Catalogue > At random
Lili Reynaud Dewar
TGMFS
Experimental doc. | 4k | color | 36:0 | France, USA | 2016
"In her first film, the artist brings together elements of science fiction and rap with discourses on emancipation and colonialism in an installation that pushes against the boundaries of its space. A film that depicts the before and during of a performance in Memphis, Tennessee. On a shell-shaped concrete stage a woman recites excerpts from a socialist-feminist manifesto while four local stand-up-comedians improvise alongside her. This chorus of voices is further accompanied by a noise-musician. Reynaud Dewar chose the place of the performance for its particularly controversial and diverse background. The metropolis, situated on the Mississippi delta, is on the border between the affluent Midwest and the poorer South of the United States. This city was the epicenter of the American slave trade and the later Civil Rights Movement.

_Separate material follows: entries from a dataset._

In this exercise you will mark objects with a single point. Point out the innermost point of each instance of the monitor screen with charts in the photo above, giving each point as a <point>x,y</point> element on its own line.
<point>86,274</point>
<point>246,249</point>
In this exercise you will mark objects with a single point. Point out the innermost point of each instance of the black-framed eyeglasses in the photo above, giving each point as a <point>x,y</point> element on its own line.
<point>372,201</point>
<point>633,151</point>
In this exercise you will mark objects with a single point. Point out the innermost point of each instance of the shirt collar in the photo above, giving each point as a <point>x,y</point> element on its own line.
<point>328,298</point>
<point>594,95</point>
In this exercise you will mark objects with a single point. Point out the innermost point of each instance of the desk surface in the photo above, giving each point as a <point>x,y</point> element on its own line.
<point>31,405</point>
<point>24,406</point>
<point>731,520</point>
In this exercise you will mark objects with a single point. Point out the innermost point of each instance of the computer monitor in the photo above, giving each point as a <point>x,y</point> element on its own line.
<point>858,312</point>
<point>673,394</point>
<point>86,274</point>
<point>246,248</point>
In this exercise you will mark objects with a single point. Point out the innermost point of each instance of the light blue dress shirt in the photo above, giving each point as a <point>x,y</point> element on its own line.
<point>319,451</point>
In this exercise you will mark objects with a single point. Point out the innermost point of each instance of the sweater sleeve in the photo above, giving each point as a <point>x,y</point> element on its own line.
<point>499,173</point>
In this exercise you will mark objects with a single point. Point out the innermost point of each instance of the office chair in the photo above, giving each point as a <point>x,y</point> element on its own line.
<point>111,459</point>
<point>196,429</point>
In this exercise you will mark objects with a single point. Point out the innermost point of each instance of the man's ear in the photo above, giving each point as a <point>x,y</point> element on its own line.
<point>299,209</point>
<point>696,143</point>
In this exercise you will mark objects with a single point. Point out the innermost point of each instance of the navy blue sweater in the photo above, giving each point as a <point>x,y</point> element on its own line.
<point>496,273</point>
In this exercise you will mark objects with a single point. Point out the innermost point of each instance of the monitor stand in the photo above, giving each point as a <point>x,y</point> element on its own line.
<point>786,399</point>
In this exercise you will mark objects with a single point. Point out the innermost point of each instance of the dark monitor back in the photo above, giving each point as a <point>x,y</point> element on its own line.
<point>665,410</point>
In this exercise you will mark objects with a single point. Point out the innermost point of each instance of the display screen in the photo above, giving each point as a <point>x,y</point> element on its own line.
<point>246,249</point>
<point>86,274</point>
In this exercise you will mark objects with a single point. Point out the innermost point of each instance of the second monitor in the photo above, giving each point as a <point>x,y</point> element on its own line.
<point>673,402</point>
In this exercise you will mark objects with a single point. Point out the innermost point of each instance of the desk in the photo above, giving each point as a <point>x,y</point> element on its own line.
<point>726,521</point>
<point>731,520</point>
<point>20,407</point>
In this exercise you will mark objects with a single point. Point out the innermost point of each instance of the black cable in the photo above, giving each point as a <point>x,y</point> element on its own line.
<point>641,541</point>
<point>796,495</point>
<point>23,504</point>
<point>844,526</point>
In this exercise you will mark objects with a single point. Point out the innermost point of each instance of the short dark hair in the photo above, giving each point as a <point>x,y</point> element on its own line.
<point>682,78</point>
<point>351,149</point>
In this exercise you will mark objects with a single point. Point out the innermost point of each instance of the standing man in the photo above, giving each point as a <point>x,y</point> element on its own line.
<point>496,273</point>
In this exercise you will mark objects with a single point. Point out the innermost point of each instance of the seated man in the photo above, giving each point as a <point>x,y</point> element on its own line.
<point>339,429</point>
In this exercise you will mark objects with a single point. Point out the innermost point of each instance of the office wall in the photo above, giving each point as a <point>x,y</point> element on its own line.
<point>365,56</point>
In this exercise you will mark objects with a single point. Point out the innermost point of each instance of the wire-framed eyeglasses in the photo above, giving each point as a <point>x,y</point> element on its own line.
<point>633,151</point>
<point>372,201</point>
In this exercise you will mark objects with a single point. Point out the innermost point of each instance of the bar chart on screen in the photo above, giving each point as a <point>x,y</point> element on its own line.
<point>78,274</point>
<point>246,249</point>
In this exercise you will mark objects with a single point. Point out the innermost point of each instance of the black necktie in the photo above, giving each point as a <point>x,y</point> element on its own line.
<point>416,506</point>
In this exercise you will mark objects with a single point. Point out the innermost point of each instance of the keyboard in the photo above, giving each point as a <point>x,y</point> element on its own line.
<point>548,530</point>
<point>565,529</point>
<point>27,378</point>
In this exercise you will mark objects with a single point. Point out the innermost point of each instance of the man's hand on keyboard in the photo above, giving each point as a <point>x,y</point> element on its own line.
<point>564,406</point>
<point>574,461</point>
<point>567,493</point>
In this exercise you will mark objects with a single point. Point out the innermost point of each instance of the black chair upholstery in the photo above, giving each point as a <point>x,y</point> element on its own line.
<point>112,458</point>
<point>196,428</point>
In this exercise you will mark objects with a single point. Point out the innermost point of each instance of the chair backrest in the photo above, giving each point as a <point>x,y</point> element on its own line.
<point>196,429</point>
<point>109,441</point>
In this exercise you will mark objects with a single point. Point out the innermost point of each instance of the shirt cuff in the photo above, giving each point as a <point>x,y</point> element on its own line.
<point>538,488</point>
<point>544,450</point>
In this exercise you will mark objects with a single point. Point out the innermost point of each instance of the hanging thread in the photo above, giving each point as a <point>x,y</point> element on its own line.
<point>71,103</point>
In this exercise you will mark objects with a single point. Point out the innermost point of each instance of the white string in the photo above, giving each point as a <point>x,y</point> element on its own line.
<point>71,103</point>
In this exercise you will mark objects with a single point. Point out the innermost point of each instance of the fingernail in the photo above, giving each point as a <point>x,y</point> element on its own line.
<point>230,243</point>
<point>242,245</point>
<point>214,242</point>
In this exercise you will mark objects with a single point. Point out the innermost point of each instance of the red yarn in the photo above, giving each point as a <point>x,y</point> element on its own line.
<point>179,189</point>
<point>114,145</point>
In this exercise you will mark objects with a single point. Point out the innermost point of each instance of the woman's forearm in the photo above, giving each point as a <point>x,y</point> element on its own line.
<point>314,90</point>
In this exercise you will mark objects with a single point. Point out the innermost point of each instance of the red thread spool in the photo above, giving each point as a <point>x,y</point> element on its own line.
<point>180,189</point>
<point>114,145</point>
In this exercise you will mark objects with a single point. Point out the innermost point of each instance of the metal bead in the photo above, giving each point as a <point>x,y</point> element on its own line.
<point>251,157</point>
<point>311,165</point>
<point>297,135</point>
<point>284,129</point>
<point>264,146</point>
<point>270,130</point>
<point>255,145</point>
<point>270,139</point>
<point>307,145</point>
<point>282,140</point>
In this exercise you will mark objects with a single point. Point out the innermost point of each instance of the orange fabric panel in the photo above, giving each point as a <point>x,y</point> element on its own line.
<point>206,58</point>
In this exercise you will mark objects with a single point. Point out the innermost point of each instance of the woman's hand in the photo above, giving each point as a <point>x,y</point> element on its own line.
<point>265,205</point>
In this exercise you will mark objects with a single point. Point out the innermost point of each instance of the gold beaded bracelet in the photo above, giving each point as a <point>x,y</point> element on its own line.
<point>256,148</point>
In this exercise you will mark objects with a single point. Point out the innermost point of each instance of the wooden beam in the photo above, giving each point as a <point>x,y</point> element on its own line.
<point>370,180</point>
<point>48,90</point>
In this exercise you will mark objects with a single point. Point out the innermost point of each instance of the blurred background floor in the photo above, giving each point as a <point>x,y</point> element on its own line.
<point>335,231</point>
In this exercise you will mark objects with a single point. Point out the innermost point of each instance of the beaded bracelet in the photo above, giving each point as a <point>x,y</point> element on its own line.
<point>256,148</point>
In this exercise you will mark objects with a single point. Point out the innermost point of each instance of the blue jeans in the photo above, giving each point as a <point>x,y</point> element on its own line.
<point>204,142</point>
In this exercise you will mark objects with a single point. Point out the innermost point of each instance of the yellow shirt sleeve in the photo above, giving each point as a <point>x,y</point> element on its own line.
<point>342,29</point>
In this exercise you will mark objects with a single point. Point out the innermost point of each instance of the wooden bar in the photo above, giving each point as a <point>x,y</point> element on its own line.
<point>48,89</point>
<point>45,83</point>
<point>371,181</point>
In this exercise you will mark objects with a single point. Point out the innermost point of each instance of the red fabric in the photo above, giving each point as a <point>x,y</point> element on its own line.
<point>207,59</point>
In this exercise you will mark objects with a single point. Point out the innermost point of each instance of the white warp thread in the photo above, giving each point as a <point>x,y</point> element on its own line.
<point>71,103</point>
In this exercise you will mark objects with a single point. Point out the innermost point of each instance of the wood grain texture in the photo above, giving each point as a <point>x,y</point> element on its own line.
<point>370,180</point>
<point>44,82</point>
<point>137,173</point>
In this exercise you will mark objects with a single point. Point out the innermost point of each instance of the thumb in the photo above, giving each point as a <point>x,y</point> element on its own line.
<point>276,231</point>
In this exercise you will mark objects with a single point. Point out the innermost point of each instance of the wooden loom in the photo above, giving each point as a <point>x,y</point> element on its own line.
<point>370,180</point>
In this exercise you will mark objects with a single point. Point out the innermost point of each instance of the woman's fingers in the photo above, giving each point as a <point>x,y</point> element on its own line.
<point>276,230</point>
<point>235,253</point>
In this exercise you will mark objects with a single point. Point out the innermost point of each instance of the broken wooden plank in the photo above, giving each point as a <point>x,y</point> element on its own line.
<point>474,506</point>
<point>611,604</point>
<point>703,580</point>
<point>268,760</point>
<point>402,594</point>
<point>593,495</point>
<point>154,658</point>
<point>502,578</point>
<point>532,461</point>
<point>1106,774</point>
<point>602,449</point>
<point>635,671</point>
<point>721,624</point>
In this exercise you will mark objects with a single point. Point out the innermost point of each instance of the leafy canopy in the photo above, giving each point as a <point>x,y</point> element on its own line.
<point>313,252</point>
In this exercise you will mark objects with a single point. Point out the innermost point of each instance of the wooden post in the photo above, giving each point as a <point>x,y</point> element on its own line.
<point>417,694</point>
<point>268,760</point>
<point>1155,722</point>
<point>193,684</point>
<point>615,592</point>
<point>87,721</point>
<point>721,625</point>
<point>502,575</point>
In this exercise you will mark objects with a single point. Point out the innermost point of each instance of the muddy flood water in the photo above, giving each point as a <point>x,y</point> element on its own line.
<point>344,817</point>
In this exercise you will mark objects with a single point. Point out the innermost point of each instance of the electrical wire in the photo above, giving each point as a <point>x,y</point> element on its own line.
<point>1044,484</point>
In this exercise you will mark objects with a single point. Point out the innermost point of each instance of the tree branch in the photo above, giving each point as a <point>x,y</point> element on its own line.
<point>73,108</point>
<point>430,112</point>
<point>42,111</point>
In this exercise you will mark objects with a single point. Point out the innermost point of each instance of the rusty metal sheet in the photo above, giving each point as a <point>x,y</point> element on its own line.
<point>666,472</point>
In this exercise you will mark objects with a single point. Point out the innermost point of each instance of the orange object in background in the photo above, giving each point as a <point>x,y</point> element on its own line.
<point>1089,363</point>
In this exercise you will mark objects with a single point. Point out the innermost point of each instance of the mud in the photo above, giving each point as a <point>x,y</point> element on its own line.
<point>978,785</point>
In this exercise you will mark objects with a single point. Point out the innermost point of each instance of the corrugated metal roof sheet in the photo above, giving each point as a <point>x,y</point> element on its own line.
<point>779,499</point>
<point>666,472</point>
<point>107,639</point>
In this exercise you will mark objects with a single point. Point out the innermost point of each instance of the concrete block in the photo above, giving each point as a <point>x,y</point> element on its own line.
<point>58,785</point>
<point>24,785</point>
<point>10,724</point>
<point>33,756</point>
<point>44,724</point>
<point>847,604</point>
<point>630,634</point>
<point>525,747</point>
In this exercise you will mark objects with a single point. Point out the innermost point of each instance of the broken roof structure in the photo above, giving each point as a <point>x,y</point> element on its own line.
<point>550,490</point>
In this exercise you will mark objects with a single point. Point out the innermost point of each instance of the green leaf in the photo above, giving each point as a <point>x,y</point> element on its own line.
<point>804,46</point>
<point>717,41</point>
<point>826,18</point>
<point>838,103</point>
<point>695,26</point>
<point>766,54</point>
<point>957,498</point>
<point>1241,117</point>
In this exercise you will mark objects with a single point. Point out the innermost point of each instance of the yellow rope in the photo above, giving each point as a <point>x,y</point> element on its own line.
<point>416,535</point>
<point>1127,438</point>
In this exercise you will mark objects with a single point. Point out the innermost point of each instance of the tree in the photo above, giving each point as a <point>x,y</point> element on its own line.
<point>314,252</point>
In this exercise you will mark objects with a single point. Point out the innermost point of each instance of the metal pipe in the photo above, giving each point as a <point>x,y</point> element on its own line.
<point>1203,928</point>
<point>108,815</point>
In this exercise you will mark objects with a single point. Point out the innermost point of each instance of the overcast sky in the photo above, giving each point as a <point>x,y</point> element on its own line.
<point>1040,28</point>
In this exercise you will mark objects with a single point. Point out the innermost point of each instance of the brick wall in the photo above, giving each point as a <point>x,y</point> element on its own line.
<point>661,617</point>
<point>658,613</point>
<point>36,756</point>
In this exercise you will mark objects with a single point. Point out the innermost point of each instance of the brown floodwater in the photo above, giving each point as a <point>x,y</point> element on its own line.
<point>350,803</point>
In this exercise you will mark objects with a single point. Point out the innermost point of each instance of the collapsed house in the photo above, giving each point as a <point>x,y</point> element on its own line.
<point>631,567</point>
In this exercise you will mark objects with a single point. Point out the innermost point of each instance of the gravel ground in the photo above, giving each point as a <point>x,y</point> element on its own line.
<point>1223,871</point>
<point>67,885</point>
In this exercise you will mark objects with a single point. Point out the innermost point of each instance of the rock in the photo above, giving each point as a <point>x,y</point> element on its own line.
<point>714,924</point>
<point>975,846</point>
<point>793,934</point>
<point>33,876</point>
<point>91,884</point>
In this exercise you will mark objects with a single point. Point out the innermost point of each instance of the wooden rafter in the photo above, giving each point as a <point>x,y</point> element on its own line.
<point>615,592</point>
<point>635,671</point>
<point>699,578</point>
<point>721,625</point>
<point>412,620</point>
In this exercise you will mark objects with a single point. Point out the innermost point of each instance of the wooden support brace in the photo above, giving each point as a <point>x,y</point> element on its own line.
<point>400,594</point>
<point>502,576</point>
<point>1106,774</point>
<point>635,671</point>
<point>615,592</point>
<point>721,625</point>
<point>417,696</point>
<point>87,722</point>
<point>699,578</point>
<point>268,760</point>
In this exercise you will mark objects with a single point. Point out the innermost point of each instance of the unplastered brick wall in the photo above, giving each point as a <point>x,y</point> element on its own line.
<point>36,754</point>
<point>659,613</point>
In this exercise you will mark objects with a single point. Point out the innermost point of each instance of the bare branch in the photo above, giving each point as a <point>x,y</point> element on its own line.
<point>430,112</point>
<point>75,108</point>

The latter culminated in the Sanitation Strike of 1968, which was further intensified by the assassination of Martin Luther King, Jr. after he took an active role in these demonstrations. Memphis is also an iconic location in the history of American music in the United States. It is widely known for its Blues music and as the final resting place of Elvis Presley. In more recent years, the city has evolved into a vital center of rap culture in the US. Working alongside the local comedians, Reynaud Dewar uses this specific historical and socio-political backdrop to negotiate the appropriation of a certain cult object. A central element of the film is the so-called grill—a jewelry worn over the teeth, which is typically made of precious metals. In Black music, especially in rap and hip-hop, the grill functions as a sort of relic and status symbol. Through her adoption of these objects as a white, European artist, Reynaud Dewar knowingly raises provocative questions of cultural appropriation, impression, and transformation, as well as the legitimization of these acts. The connective link in this work is Donna Haraway’s 1985 text, A Cyborg Manifesto. This treatise—a feminist essay that employs, albeit in a partly ironical sense, a cyborg as a metaphor for the dissolution of conservative borders between humans, machines, and animals—propagandizes a state of chimerical fusion in which normative categories like class, gender, or race are discarded.